細谷:そのように考えると、コロナウイルスの感染拡大に直面する中で、日常生活において「3密」(密閉・密集・密接)を避ける社会へと変容することが1つの「ニューノーマル」だとすれば、グローバルサプライチェーンや国境を越えた人々の移動に一定の制限が加わるのも「ニューノーマル」になる可能性があると思います。

とくに、富を独占する国や人々が健康も独占しようとして、貧しく公衆衛生の芳しくない国々から健康に恵まれた豊かな国々への移民の流入が拡大するでしょう。

そのような移民の流入を制限するようになることも、「ニューノーマル」になるかもしれません。そのとき、これまでのような無条件のグローバル化が、いわばWTO元事務局長のパスカル・ラミーが述べていたような「管理されたグローバル化」へと変容するのかもしれません。

このことを日本の問題として考えると、どうなるでしょうか。
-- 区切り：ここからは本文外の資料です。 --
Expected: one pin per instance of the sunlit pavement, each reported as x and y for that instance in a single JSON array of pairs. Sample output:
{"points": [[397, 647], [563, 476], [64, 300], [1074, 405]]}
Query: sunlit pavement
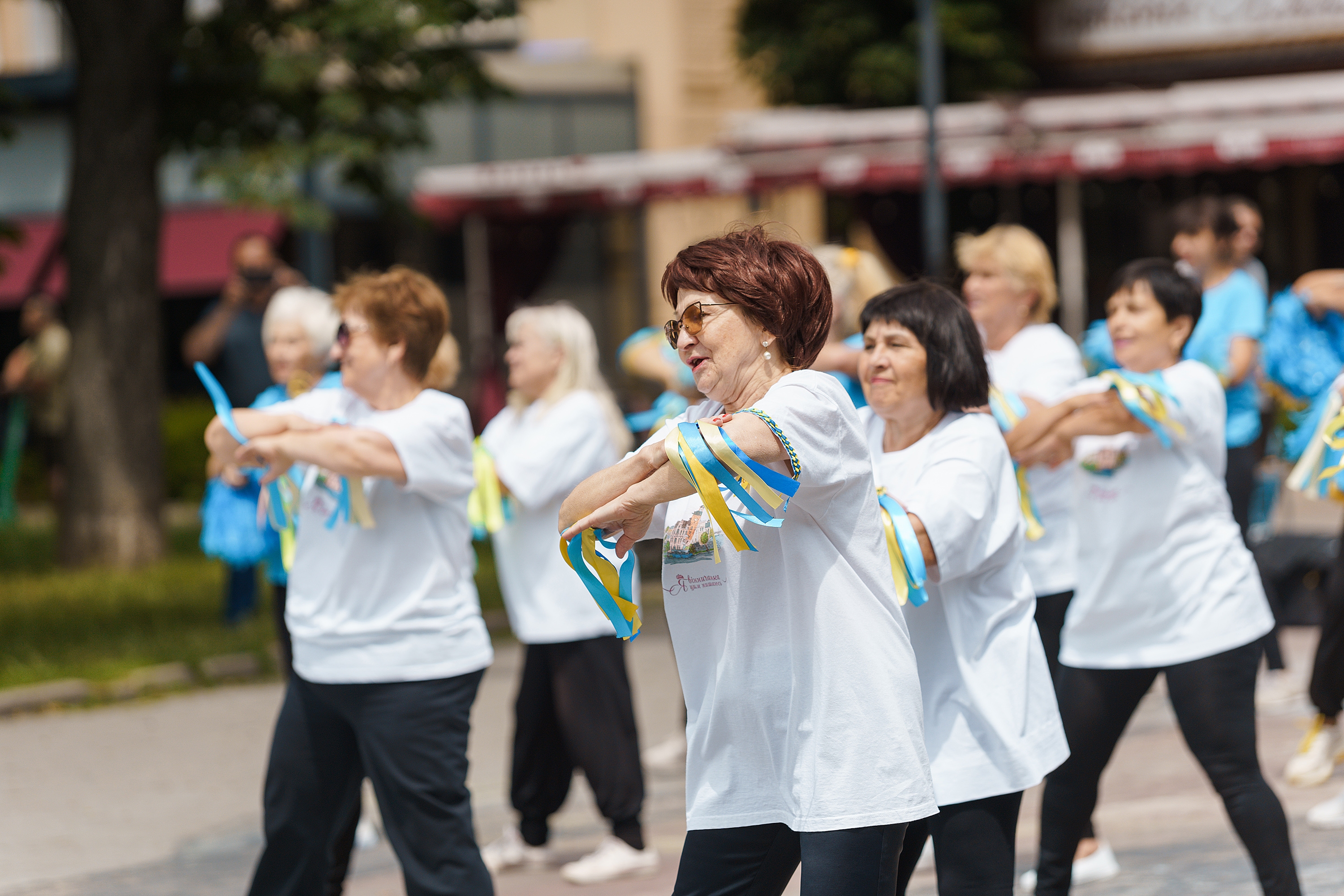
{"points": [[160, 798]]}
実は、日本は歴史的に優れた公衆衛生を維持してきた社会であり、他方で国境を越えた移動の制限や、自然との均衡あるいは共生というものが、日本人にとってはいわば自然なものでした。

島嶼国(とうしょこく)という特性から、日本は元来閉鎖的社会だと言われていました。もちろん、これからも国際化を進めていくべきだと考えていますが、他方で海に囲まれていることで日本がこれまで感染症やテロリズムからある程度免れてこられたという幸運はあったと思います。

そのような日本が有する前提条件を生かしながら、自国の優れたところと劣った部分を十分に理解したうえで、日本が「ニューノーマル」としての、いわゆる「新しい生活様式」を世界に提示できることが重要になるのでしょう。同時に、自画自賛に陥ることなく、もしも日本が内包する深刻な問題点を修正することができれば、ポストコロナの世界で、日本は比較的いい位置に立つことができるのではないかと考えます。